Three-dimensional assessments are necessary to determine the true, spatially-resolved composition of tissues.

ABSTRACT

Methods for spatially resolved cellular profiling using thinly cut sections have enabled in-depth quantitative tissue mapping to study inter-sample and intra-sample differences in normal human anatomy and disease onset and progression. These methods often profile extremely limited regions, which may impact the evaluation of heterogeneity due to tissue sub-sampling. Here, we applied CODA, a deep learning-based tissue mapping platform, to reconstruct the three-dimensional (3D) microanatomy of grossly normal and cancer-containing human pancreas biospecimens obtained from individuals who underwent pancreatic resection. To compare inter- and intra-sample heterogeneity, we assessed bulk and spatially resolved tissue composition in a cohort of two-dimensional (2D) whole slide images (WSIs) and a cohort of thick slabs of pancreas tissue that were digitally reconstructed in 3D from serial sections.
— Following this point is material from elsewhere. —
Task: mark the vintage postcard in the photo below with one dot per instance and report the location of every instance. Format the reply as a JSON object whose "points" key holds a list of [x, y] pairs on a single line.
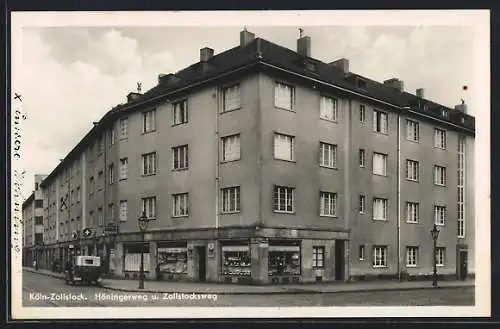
{"points": [[273, 164]]}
To demonstrate the marked under sampling of 2D assessments, we simulated the number of WSIs and tissue microarrays (TMAs) necessary to represent the compositional heterogeneity of 3D data within 10% error to reveal that tens of WSIs and hundreds of TMA cores are sometimes needed. We show that spatial correlation of different pancreatic structures decay significantly within a span of microns, demonstrating that 2D histological sections may not be representative of their neighboring tissues. In sum, we demonstrate that 3D assessments are necessary to accurately assess tissue composition in normal and abnormal specimens and in order to accurately determine neoplastic content. These results emphasize the importance of intra-sample heterogeneity in tissue mapping efforts.